5. Files & I/O

Use pathlib for cross-platform paths, stream large files, and handle encodings/compression correctly.

Question: What are some best practices for working with files in Python?

Answer: Always use pathlib for path manipulation, explicitly specify file encoding (e.g., encoding="utf-8"), and use context managers (with open(...)) to ensure files are closed properly.

Explanation: pathlib provides a modern, object-oriented API for filesystem paths that is cleaner and less error-prone than string-based os.path. Failing to specify an encoding can lead to bugs, as the default encoding is system-dependent. For large files, read them line-by-line or in chunks to avoid consuming too much memory.

from pathlib import Path

# Reading
data = Path("data.json").read_text(encoding="utf-8")
# Writing
Path("out.txt").write_text("hello", encoding="utf-8")
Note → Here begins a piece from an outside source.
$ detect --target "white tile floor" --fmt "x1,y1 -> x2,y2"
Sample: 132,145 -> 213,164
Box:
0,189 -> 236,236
Question: How do you perform atomic file writes to avoid partial files?

Answer: Write to a temporary file in the same directory and os.replace it into place.

Explanation: replace is atomic on the same filesystem; readers never observe a half-written file.

import os, tempfile
from pathlib import Path

def atomic_write(path: Path, data: str):
    with tempfile.NamedTemporaryFile("w", delete=False, dir=path.parent, encoding="utf-8") as tmp:
        tmp.write(data)
        tmp_path = Path(tmp.name)
    os.replace(tmp_path, path)

Question: How do you read/write compressed files?

Answer: Use modules like gzip/bz2/lzma; wrap in text mode for strings.

import gzip
from pathlib import Path

with gzip.open("data.json.gz", "rt", encoding="utf-8") as f:
    text = f.read()

Question: How do you recursively find files with patterns?

Answer: Use Path.rglob("pattern").

from pathlib import Path
for p in Path("logs").rglob("*.log"):
    print(p)

Question: When is mmap useful?

Answer: For memory-mapped I/O enabling random access to large files without reading them entirely into memory.

Explanation: Great for scanning binary formats; the OS handles paging efficiently.